Dopo le pronunce giurisdizionali né il Comune né la Regione hanno mai adottato nuovi atti concernenti la pianificazione urbanistica dell’area in esame ed il Comune – in sede di rilascio di certificato di destinazione urbanistica – la considerava zona bianca.
Su richiesta degli appellanti il Comune chiedeva un parere alla Regione nel 2014. Quest’ultima rispondeva che il Comune avrebbe dovuto assumere i provvedimenti per confermare o meno l’originaria destinazione, ma il Comune riteneva che la zona fosse da considerarsi bianca per assenza di una destinazione in conseguenza dell’annullamento giurisdizionale e pertanto aveva respinto la richiesta del permesso di costruire.
La sentenza impugnata ha respinto il ricorso perché ha seguito la tesi per cui l’annullamento delle modifiche regionali inserite in sede di approvazione comportano una nuova adozione da parte del Comune perché l’annullamento del giudice amministrativo ha impedito che il normale iter procedimentale si completasse, per cui deve essere assunta una nuova delibera sulla destinazione urbanistica dell’area da portare all’attenzione della Regione.

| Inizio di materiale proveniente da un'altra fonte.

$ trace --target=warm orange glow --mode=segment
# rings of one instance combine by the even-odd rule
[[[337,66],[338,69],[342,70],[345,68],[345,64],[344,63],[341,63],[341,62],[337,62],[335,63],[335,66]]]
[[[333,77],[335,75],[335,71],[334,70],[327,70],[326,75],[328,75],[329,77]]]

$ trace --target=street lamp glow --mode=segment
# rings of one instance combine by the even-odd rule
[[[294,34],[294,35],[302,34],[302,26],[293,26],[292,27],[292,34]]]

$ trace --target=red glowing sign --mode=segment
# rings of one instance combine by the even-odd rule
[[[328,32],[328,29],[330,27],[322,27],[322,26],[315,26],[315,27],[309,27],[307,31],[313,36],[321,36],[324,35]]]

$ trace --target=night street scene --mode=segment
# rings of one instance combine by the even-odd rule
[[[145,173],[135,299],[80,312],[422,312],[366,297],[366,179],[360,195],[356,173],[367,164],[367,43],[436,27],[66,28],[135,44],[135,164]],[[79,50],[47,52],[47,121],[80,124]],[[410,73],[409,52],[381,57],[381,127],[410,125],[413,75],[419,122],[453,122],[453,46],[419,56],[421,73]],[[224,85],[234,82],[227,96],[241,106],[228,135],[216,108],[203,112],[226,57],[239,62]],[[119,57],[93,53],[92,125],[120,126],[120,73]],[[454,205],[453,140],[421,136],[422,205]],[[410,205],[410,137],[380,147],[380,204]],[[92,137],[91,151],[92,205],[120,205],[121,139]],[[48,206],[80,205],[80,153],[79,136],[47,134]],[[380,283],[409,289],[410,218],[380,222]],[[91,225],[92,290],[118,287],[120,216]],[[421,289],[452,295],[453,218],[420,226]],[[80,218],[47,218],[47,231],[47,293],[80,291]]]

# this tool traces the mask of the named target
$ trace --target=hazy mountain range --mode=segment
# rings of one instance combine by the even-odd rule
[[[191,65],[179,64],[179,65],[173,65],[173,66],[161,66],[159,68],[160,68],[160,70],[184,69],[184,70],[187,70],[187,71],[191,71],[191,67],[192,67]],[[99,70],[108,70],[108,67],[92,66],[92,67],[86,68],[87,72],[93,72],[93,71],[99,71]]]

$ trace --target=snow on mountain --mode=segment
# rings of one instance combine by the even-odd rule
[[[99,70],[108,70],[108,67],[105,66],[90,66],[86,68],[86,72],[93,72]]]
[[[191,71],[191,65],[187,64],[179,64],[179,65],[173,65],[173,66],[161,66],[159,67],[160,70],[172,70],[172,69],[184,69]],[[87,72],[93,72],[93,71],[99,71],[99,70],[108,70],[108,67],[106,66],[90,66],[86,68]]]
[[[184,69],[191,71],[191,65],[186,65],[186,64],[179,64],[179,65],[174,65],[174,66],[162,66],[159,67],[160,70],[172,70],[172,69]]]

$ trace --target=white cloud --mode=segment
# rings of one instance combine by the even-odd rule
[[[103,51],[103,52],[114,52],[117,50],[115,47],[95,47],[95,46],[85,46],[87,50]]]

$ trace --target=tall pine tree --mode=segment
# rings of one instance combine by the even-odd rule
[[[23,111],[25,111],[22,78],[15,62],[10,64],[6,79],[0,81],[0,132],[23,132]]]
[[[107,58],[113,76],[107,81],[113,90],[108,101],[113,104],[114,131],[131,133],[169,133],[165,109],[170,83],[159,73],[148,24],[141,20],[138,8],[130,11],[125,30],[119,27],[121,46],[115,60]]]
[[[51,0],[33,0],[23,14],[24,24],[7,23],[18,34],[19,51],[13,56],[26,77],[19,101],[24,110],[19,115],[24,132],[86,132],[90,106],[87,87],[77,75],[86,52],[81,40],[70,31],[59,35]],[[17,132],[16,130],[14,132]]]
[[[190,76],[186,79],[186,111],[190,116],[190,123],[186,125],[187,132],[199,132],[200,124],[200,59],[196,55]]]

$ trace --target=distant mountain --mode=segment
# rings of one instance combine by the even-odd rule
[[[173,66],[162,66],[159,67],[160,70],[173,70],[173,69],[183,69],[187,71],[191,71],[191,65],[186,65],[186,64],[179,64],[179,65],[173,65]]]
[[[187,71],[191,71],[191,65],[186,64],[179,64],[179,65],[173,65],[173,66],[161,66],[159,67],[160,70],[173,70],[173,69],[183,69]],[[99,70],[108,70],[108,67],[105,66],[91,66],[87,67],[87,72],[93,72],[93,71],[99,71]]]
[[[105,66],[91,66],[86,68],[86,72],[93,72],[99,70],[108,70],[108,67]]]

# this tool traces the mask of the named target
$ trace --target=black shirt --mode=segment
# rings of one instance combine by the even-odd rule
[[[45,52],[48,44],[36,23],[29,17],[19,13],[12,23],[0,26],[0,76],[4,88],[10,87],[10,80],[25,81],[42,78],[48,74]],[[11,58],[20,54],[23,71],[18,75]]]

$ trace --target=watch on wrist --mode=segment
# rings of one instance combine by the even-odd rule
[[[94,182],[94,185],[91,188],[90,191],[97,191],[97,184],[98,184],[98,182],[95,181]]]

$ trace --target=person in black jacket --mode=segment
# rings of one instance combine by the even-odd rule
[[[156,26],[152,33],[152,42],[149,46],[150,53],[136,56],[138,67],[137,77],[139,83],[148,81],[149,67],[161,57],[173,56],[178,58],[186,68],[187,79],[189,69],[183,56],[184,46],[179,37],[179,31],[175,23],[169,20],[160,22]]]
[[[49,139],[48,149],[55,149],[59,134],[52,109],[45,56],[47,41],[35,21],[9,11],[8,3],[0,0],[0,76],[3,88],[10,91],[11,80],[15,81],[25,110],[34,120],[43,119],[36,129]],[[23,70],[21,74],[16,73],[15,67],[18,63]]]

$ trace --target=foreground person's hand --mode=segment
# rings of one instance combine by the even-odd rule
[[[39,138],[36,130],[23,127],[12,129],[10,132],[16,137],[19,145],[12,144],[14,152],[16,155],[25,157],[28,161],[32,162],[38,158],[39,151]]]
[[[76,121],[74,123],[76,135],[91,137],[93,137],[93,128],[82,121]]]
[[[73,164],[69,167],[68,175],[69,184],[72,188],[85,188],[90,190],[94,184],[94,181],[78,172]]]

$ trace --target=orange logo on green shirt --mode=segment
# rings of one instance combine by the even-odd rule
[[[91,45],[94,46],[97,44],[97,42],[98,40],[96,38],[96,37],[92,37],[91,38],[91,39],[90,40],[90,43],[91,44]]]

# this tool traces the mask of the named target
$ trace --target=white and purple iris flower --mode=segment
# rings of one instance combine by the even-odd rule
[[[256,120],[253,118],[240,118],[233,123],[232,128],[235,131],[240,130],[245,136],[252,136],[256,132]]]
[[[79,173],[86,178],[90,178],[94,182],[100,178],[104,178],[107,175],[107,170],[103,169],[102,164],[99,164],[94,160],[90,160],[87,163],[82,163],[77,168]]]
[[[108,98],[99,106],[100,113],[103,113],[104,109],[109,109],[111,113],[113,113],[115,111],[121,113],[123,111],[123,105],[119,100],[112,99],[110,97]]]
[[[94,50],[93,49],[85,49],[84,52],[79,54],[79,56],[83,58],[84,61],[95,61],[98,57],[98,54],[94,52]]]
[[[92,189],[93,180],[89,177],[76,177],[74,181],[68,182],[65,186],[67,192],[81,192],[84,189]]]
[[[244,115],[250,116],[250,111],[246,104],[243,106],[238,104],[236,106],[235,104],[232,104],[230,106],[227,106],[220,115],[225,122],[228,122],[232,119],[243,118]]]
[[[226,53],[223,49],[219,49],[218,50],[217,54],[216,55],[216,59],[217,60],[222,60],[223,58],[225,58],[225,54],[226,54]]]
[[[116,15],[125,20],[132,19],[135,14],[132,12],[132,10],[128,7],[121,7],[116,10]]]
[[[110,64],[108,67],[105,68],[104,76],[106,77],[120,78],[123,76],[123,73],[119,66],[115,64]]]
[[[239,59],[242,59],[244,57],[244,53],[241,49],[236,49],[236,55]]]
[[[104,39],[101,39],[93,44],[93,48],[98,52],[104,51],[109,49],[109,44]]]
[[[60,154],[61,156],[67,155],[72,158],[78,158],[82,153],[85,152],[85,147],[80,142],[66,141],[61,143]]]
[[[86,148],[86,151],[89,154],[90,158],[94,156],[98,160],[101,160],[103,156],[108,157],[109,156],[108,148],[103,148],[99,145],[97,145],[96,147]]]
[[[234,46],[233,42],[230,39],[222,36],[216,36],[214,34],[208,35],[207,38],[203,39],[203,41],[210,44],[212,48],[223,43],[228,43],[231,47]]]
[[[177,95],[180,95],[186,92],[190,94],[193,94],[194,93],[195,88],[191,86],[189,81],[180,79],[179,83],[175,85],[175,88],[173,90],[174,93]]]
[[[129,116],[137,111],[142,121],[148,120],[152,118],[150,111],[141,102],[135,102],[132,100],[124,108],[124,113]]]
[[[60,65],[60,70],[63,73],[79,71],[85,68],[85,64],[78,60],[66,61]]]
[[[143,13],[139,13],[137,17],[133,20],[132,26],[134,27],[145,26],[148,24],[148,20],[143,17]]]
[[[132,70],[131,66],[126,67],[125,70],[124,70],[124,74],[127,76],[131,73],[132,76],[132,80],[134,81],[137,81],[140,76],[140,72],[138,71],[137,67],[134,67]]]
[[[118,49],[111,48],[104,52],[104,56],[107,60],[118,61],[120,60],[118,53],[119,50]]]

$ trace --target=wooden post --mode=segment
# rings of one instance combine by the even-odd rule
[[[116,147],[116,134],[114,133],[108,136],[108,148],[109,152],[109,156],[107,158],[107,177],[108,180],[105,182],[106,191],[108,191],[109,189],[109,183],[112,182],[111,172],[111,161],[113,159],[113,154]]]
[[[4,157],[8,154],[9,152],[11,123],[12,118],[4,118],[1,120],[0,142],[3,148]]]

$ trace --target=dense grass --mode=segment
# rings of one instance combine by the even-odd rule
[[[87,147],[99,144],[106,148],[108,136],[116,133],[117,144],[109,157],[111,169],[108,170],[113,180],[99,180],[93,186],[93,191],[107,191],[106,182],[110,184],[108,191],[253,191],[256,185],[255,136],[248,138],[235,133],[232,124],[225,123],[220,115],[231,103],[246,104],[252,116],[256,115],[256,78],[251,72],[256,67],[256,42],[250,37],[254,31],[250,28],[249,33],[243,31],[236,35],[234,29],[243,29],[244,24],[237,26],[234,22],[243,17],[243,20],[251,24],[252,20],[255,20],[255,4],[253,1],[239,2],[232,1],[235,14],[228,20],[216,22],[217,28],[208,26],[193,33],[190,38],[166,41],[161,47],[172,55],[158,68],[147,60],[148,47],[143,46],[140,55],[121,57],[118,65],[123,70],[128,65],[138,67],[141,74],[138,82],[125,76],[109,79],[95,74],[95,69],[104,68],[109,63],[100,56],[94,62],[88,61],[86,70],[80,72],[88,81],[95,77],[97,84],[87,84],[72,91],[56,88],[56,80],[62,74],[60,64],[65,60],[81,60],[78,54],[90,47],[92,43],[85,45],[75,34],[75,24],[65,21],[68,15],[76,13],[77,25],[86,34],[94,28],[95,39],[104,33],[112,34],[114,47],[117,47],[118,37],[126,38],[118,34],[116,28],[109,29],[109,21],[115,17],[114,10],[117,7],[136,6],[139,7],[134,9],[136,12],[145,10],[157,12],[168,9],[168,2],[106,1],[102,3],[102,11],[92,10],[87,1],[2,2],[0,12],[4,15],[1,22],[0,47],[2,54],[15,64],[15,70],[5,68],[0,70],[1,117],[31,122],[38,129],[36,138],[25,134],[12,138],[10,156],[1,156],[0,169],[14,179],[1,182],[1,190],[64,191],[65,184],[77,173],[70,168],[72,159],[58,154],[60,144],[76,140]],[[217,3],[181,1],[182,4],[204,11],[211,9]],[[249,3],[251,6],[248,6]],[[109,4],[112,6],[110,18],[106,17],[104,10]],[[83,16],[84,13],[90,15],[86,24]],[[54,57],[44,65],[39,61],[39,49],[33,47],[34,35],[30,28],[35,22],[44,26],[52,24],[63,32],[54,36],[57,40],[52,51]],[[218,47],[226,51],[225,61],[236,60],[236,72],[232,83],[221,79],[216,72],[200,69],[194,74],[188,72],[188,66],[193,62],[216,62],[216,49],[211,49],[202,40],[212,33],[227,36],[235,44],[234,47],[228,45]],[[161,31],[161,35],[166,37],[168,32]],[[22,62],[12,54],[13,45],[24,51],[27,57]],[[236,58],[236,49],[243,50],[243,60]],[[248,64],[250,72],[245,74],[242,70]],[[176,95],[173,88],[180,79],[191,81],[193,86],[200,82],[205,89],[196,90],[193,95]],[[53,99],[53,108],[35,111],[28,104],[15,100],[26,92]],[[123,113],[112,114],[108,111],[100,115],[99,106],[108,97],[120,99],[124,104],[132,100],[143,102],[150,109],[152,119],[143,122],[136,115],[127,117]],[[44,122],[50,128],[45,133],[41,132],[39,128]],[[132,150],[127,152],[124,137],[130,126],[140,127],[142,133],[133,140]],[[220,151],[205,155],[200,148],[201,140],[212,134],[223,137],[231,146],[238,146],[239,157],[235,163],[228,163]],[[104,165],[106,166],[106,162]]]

Gli appellanti hanno nuovamente contestato la valutazione degli effetti dell’annullamento giurisdizionale, parziale, della delibera di approvazione regionale che ha introdotto modifiche al Piano adottato e che il TAR ha fatto propria.
Il Consiglio ha ritenuto l’appello fondato. Dunque, la proprietà degli appellanti non si trova all’interno di una zona bianca per effetto dell’annullamento delle modifiche regionali ad opera del TAR, ma deve ritenersi vigente la destinazione che era stata data in occasione dell’adozione del PRG. Oltretutto, il Consiglio ha ritenuto censurabile la condotta del Comune che, pur ritenendo che si fosse creata una zona bianca, non abbia avviato un procedimento per assegnare una destinazione urbanistica a quella porzione del suo territorio.
Per questi motivi, il Consiglio di Stato ha accolto l’appello e, per l’effetto, in riforma della sentenza impugnata, ha annullato il provvedimento impugnato con il ricorso di primo grado.